Según la Guía Salarial 2026 de Michael Page, el 48% de los empleadores prefiere la presencialidad completa, mientras que solo 6% mantiene la modalidad remota y 34% opta por esquemas híbridos que implican acudir a la oficina uno o dos días por semana.
Alejandra Toscano, directora general de DNE Consulting, advirtió que eliminar el trabajo remoto puede provocar “menor sentido de pertenencia y mayor rotación”.
A este fenómeno se le ha denominado “la batalla silenciosa”, en la que las empresas priorizan la presencia física mientras los empleados buscan mantener la flexibilidad.
El consultor en gestión de talento Gerardo García Rojas señaló que la flexibilidad va más allá del home office, e incluye aspectos como los plazos de entrega, la autogestión de tareas y la distribución del trabajo.
Si las compañías no compensan la pérdida del trabajo remoto con otras formas de flexibilidad, enfrentarán un incremento en la rotación de personal.

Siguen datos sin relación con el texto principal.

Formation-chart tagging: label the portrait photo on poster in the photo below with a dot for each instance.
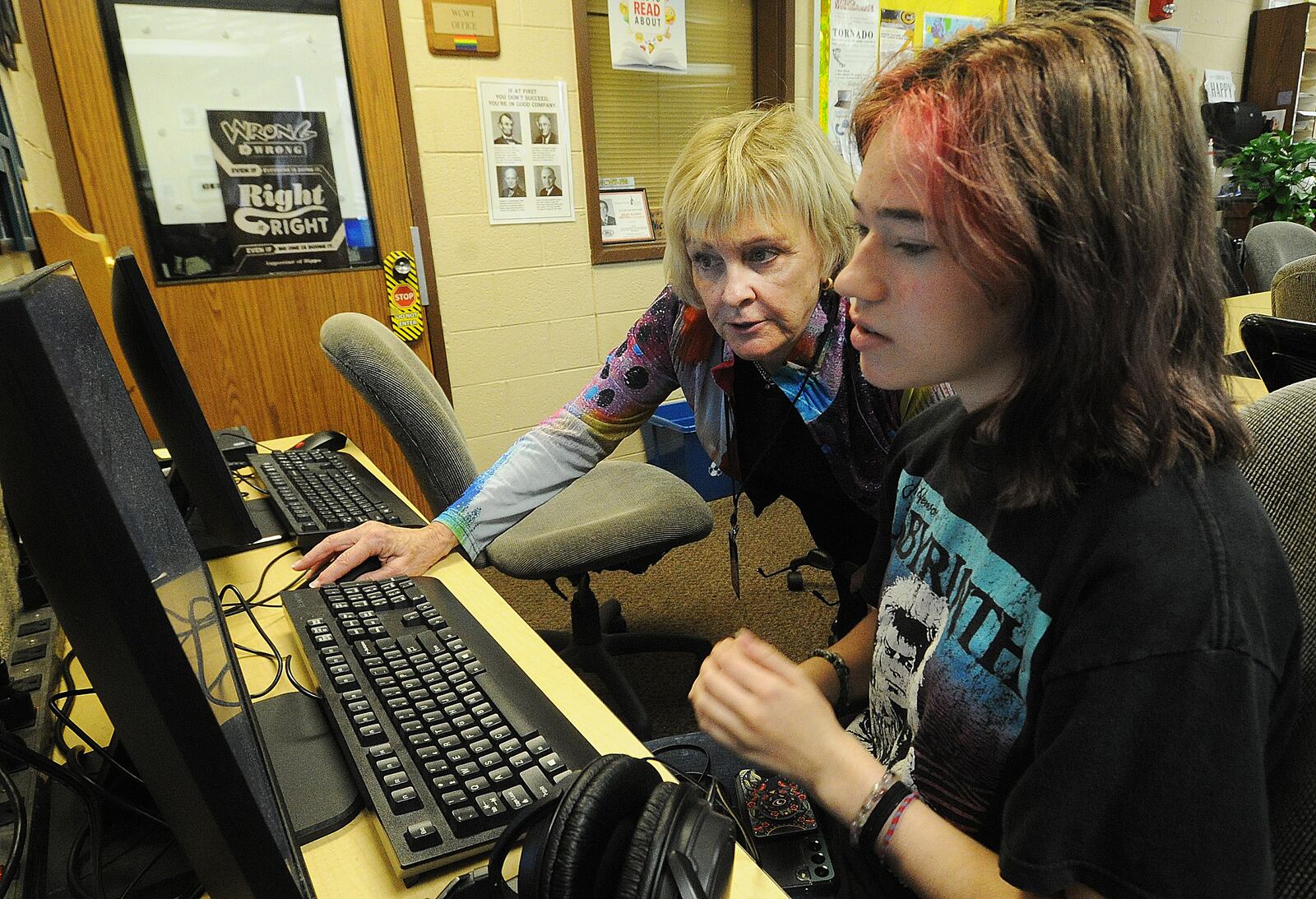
(526, 142)
(545, 128)
(511, 182)
(548, 181)
(624, 216)
(507, 128)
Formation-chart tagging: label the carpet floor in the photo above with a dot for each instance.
(688, 591)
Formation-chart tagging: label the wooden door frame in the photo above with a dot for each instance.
(70, 175)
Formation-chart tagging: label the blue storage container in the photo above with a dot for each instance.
(670, 443)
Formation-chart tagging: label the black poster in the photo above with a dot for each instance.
(280, 201)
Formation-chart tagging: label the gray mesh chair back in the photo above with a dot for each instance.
(620, 517)
(403, 392)
(1293, 291)
(1283, 474)
(1270, 247)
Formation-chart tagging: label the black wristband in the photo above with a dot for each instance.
(877, 822)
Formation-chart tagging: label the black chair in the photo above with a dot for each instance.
(1283, 474)
(1281, 349)
(620, 517)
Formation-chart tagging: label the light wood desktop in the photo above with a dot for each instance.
(352, 862)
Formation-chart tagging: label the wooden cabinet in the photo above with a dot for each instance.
(1281, 69)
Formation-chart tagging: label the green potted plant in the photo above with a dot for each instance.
(1281, 173)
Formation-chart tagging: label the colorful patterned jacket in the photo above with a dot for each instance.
(670, 346)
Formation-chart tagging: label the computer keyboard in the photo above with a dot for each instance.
(449, 736)
(319, 493)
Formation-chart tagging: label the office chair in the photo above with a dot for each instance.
(1281, 350)
(1293, 293)
(620, 517)
(1283, 474)
(1270, 247)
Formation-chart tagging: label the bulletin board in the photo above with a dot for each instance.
(857, 37)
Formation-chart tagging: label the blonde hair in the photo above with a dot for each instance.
(769, 162)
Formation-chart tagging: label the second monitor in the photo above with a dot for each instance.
(309, 495)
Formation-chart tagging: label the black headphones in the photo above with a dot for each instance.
(618, 832)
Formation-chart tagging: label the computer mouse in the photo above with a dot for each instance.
(322, 440)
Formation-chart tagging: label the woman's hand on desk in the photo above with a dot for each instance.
(401, 550)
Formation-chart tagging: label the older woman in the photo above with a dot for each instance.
(758, 219)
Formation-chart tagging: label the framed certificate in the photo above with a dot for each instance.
(624, 216)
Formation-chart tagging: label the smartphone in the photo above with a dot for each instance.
(774, 806)
(787, 839)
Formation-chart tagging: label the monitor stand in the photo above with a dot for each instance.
(317, 789)
(269, 530)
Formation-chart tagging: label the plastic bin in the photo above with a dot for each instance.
(671, 444)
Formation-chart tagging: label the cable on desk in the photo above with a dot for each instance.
(15, 748)
(63, 673)
(149, 865)
(20, 832)
(282, 662)
(74, 752)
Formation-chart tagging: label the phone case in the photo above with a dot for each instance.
(773, 804)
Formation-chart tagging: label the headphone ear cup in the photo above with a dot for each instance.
(646, 853)
(579, 848)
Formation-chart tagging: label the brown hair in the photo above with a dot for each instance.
(1063, 153)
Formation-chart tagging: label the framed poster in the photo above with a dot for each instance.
(625, 216)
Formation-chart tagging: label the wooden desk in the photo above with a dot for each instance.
(352, 862)
(1245, 390)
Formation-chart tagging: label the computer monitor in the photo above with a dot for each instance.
(135, 599)
(223, 521)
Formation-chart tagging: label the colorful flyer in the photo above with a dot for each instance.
(897, 39)
(938, 28)
(648, 35)
(280, 199)
(850, 63)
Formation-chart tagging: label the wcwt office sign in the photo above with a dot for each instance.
(280, 201)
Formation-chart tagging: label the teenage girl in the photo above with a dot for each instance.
(1081, 651)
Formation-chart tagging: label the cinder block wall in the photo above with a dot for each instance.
(526, 319)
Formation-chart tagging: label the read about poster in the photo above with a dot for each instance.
(280, 201)
(648, 35)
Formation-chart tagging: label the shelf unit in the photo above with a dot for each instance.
(1281, 69)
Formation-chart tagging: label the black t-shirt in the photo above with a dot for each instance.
(1096, 690)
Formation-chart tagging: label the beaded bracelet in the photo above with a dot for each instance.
(890, 829)
(882, 813)
(842, 674)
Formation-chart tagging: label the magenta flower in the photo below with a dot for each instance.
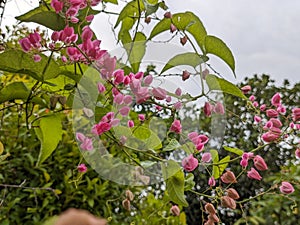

De acuerdo con Michael Page, solo 37% de las empresas que eliminaron el home office ofrecen beneficios compensatorios como horarios flexibles, viernes cortos o días libres por cumpleaños, mientras que 45% apuesta por salarios competitivos y apenas 34% planea aumentos de entre 6 y 15% en 2026.
El estudio también revela que más del 95% de los empleados considera la flexibilidad en los beneficios un factor clave para elegir o permanecer en una empresa.
Toscano recomendó que, antes de eliminar el home office, las empresas evalúen las causas reales y comuniquen con claridad los objetivos de la decisión, a fin de evitar que los colaboradores perciban el cambio como una pérdida de derechos y no como una estrategia organizacional con propósito.
Con información de El Economista.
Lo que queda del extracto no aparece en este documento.